Teresa Gil
Como inamovible consigna, se dice que el fin de los populistas se resuelve entre la desgracia y el drama y, con frecuencia, en ambos. En una historia todavía inconclusa, están los casos actuales de Donald Trump y Boris Johnson, en EU e Inglaterra, respectivamente. Las revelaciones sobre la conducta del americano el día de los incidentes en el Capitolio, proporcionadas por una joven asesora de la Casa Blanca son comprometedoras al extremo de pensar que su destino fatal será la cárcel, no el regreso a la presidencia.
Mientras, Johnson tuvo que anunciar su renuncia irrevocable a primer ministro. La rebelión de sus propios correligionarios y miembros de su gobierno volvieron insostenible su liderazgo. Abusos, errores y mentiras lo hundieron. En su momento no sólo fue muy popular, sino que pudo ampliar considerablemente la mayoría de su partido en el parlamento. A él más que nadie se debe que Inglaterra resolviera abandonar la Unión Europea, decisión que a la luz de las consecuencias lo menos que se puede decir es que fue desastrosa.
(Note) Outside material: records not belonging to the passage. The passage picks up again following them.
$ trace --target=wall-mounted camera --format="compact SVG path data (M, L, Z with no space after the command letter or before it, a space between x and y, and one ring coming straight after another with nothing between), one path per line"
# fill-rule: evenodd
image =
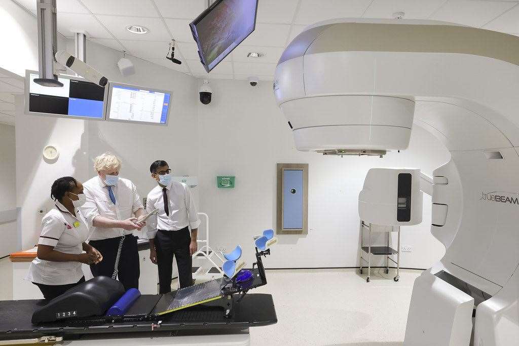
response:
M260 82L260 78L258 78L258 77L249 77L249 84L253 88L257 87L259 82Z
M211 103L211 97L213 94L213 89L209 86L209 81L203 80L203 84L200 87L200 102L203 104L209 104Z

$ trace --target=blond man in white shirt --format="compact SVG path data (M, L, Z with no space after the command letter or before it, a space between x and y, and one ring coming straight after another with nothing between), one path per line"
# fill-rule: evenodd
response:
M92 227L89 244L103 255L103 260L90 265L94 276L112 276L117 270L125 289L139 288L140 275L137 237L132 231L140 230L145 224L138 221L144 209L137 190L130 181L119 177L121 160L105 153L95 158L97 176L83 184L87 201L81 211ZM116 257L124 239L118 266Z
M158 268L162 294L171 291L173 257L176 259L180 288L193 285L191 256L197 251L200 220L189 187L171 179L171 171L165 161L155 161L149 171L157 186L148 194L146 212L158 209L158 213L156 218L148 222L146 234L150 259Z

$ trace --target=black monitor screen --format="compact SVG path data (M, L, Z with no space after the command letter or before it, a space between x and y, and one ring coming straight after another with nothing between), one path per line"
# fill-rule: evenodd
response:
M208 72L254 31L257 2L218 0L189 24Z

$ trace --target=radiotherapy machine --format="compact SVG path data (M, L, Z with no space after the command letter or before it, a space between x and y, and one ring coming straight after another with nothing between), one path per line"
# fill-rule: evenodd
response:
M516 344L519 37L430 21L323 22L286 47L274 93L299 150L384 156L406 149L414 126L444 143L431 232L446 251L415 282L405 344Z

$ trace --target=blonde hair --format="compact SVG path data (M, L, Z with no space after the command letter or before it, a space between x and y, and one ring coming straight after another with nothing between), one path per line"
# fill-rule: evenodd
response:
M94 169L97 172L110 171L120 167L120 159L110 153L102 154L94 160Z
En perspectiva y por sus insuficiencias personales, resulta increíble que gobernaran. Ganaron el poder por la vía del voto y los resultados de sus gobiernos lejos están de ejemplares. Su arribo al poder se explica por el desprestigio de la política convencional. Supieron cultivar el sentimiento de abandono que mucha gente sentía, especialmente la globalización. Como suele suceder en los populismos de los países desarrollados, su sustento fueron el nacionalismo frente a la amenaza del extranjero, es decir, la inmigración ilegal que los despojaba de oportunidades, y un orden supranacional que, en su perspectiva, conspiraba contra el interés nacional.